Luego de la segunda taza de té, en la media mañana, se acomodó en esa silla vieja, de madera, con esas patas arqueadas que le permitían hamacar suavemente sus recuerdos, como las olas mecen la memoria de los amores perdidos de los marineros.
Tomó el pullover casi terminado con sus manos hiladas de arrugas, miró a través de la ventana para mirar hacia adentro, suspiró, bajó la vista y las dos agujas comenzaron su última danza.

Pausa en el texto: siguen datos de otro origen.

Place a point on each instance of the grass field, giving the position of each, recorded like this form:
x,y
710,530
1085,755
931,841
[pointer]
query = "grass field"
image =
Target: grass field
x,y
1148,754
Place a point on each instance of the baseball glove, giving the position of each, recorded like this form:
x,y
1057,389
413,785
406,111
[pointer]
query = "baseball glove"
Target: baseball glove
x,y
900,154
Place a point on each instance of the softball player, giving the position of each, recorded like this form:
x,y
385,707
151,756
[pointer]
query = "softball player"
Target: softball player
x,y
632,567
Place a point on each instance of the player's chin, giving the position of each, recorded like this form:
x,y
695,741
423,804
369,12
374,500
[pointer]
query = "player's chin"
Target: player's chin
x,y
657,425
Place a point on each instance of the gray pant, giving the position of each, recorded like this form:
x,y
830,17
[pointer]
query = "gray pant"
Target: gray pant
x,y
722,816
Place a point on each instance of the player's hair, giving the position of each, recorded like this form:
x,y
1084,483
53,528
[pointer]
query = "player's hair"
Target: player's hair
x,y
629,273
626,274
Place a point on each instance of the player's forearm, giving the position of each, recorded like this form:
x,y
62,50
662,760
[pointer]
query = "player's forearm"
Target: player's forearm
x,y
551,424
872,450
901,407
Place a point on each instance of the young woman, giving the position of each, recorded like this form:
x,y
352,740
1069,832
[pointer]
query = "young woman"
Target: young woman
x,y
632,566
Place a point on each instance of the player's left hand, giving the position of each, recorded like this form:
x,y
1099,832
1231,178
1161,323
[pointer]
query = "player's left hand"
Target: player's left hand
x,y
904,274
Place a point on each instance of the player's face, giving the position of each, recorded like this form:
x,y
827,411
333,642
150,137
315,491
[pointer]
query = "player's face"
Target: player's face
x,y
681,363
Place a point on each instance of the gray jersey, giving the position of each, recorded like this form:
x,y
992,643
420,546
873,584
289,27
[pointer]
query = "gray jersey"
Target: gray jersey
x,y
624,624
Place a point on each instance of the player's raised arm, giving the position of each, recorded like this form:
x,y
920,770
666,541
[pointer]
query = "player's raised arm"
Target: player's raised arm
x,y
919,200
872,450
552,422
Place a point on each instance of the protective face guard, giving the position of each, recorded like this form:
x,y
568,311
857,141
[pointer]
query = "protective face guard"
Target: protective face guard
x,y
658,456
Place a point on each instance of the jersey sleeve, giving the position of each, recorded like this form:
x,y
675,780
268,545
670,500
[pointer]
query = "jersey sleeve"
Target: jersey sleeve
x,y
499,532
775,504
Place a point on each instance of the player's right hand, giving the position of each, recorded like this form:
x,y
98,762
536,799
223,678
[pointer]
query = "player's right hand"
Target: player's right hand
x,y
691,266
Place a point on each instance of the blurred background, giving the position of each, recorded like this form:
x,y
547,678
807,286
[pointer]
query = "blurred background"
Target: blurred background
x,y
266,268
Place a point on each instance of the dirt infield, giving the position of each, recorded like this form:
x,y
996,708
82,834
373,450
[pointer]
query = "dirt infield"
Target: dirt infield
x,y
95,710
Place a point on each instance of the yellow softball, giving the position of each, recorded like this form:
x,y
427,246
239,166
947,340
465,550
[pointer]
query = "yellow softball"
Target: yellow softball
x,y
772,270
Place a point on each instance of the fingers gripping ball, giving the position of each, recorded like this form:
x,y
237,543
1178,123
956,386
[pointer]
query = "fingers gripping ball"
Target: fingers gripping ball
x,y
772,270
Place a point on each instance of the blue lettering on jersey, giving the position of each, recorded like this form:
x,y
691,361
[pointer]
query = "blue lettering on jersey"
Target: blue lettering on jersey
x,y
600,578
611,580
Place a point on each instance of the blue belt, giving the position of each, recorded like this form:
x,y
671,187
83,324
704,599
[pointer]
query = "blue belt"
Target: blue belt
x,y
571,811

Cerca del mediodía, la abuela junta las dos puntas del hilo de lana y hace con ellos el nudito final, luego toma los hombros del pullover con los dedos índice y pulgar y lo levanta hasta la altura de sus lentes, mira nuevamente hacia afuera por la ventana, sonríe suavemente, quizás la más tierna de su vida y, dejando en su falda la prenda tejida para su nieto, baja los parpados, sin dejar de sonreír e imagina a Luca corriendo en la nieve del patio de la escuela abrigado con el fruto de sus manos y la danza de las agujas y deja que la muerte la abrace, y comience a tejer su historia en la memoria de sus pares.
A la misma hora, a diez cuadras de ahí, Luca se pone las zapatillas casi sin hacerse los nudos, se coloca un buzo de Boca, agarra la pelota a la pasada como obedeciendo una orden estricta de los silbidos de los chiquitos del barrio que lo invitan a jugar, su madre le dice, le recrimina que se abrigue con algo mas, que afuera nieva, hace frío, Luca no vuelve a buscar más ropa, pero le contesta, mientras abre la puerta que da a la calle, mami, la abuela me cuida, chau.